Bulles de Culture : Gauthier, qu’est-ce qui t’intéresse humainement dans les formes contemporaines de la guerre ?

Gauthier Battoue : Comment en arrive-t-on à tuer quelqu’un ou donner l’ordre de tuer quelqu’un et le soir rentrer chez soi manger des pâtes en étant complètement détaché de ce geste ? Comment on arrive-t-on à faire partie d’une machine monstrueuse où on voile les femmes, on les viole, on les égorge, et on va faire des attentats dans les pays étrangers ? Et comment chacun de ces personnages, alors qu’ils sont tous de bords opposés, va se dire qu’il fait le bien à sa manière. 

Bulles de Culture : Le personnage de Damien Jouillerot a toujours vécu dans le virtuel, alors que le personnage de Marina Hands, elle, a conscience de la réalité.
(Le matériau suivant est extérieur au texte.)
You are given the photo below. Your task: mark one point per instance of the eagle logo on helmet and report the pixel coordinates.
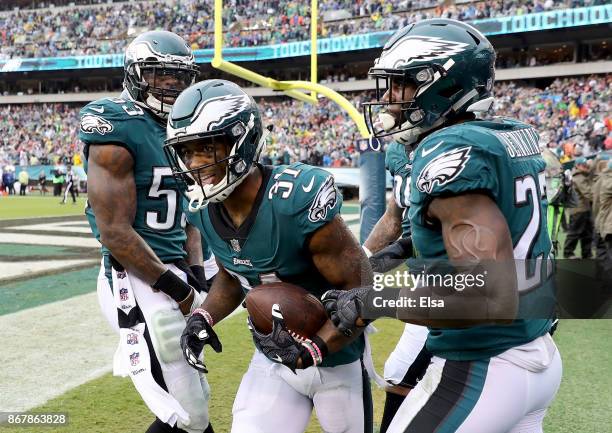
(326, 198)
(216, 110)
(418, 49)
(91, 123)
(443, 169)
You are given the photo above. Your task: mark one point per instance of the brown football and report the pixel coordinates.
(303, 312)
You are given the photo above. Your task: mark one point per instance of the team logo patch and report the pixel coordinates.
(443, 169)
(244, 262)
(326, 199)
(418, 49)
(216, 110)
(123, 295)
(90, 123)
(235, 245)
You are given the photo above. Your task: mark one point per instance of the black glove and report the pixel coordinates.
(281, 347)
(344, 307)
(390, 257)
(196, 335)
(198, 278)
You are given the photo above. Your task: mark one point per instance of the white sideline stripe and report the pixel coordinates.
(10, 270)
(64, 241)
(66, 227)
(50, 349)
(350, 218)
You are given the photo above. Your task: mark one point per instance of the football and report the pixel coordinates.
(303, 312)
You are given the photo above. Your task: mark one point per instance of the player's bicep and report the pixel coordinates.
(338, 256)
(473, 227)
(111, 185)
(478, 242)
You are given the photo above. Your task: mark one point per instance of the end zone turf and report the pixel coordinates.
(110, 404)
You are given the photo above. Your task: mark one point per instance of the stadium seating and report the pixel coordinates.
(100, 29)
(572, 110)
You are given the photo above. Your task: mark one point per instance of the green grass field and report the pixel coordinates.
(109, 404)
(32, 206)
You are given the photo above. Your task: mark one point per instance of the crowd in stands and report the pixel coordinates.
(108, 28)
(572, 115)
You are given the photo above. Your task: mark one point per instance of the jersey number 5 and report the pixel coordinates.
(155, 219)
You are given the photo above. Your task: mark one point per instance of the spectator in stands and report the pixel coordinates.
(102, 29)
(58, 181)
(602, 212)
(42, 182)
(24, 180)
(580, 227)
(8, 180)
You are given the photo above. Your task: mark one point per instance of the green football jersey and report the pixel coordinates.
(159, 218)
(500, 158)
(272, 243)
(398, 164)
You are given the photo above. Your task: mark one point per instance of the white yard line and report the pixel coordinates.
(10, 270)
(50, 349)
(66, 227)
(22, 238)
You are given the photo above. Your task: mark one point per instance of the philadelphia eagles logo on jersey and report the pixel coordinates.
(443, 169)
(91, 123)
(326, 199)
(216, 110)
(417, 49)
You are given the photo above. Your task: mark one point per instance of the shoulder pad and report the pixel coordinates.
(456, 160)
(395, 157)
(104, 120)
(313, 199)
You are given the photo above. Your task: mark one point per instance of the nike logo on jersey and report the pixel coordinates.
(309, 187)
(426, 152)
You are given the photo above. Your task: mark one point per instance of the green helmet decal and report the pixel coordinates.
(449, 65)
(214, 110)
(149, 60)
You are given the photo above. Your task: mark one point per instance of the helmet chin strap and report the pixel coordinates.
(156, 104)
(407, 136)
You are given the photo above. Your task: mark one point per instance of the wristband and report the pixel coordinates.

Elle est tellement attachée à ses traumatismes et à une morale qu’elle s’est créée à partir de ses traumatismes, qu’elle préfère ne pas obéir aux ordres. Le film soulève des questions existentielles sur ce sujet…

Gauthier Battoue : Dans le prolongement de ça l’idée du long-métrage, c’est vraiment de poser la question du moment où tu transgresses les règles et pourquoi. Au risque de te faire virer ou de te faire tuer, qu’est-ce qui fait qu’à un moment tu te dis que ça vaut la peine de tout perdre ?

Le pilote de drone qui a une cible et un enfant arrive sur cette cible au dernier moment, c’est un fait divers réel. Le gars s’appelle Brandon Bryant. Après, on lui a dit que c’était un chat pour le déculpabiliser. Good Kill de Andrew Niccol raconte les mêmes faits que À distance mais le traitement et les personnages sont différents et la conclusion n’est pas la même. On a décidé de produire le film quand même.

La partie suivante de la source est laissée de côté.